Tüm bu gelişmelerin ve başarılı iş modellerinin altında yatanı; iyi bir fikir ve bunun teknoloji ile birleşmesi şeklinde özetleyebiliriz. Dijitalleşen iş yatırımlarının milyar dolarlık değerlere ulaşması ise; biraz şans çokça doğru kurulan iş modelleri ile gerçekleşebilmektedir. 7.5 milyar USD olan ilk piyasa değeri ile Getir, Türkiye nin bir başka değerli sanayi kuruluş Ereğli Demir Çelik firmasının piyasa değerini geçmiş durumdadır. ( 12 Ağustos BIST kapanış değerine göre Eregl piyasa değeri 60.788 milyar TL dir.

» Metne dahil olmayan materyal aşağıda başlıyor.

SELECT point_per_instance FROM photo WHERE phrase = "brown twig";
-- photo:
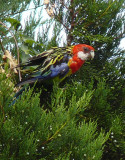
(18, 54)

Yaklaşık USD karşılığı ise 7.084 miyar USD’dir. 8.58 USD/TL kuru baz alınmıştır.)
Tüm bu detaylardan sonra Türkiye’de var olan eski tip iş kolları ve sanayi dışında yeni markalar, yeni projeler çıkmıyor diyenler için de yukarıdaki şirketler çok iyi birer örnek teşkil ediyor. Üstelik bunların dışında da gelişen ve yeni Unicorn (1 Milyar USD şirket değeri.) şirketlerimiz var ve gümbür gümbür geliyorlar.
Dünyada parmak ile gösterilen ve aslında birer teknolojik altyapı ürünü olan Uber, Amazon, Airbnb gibi firmaların ulaşmış olduğu büyüklükler ve sahiplerinin servetleri gibi magazinsel konuları bir kenara bırakırsak çok doğal olarak bu ligde oynayabilmek için daha fazla girişimciye ve daha fazla akıllı projelere ihtiyacımız var ancak gelecek oldukça umut verici.
Herkese iyi bayramlar, sağlıklı ve sevdikleriyle beraber geçirecekleri güzel zamanlar diliyorum.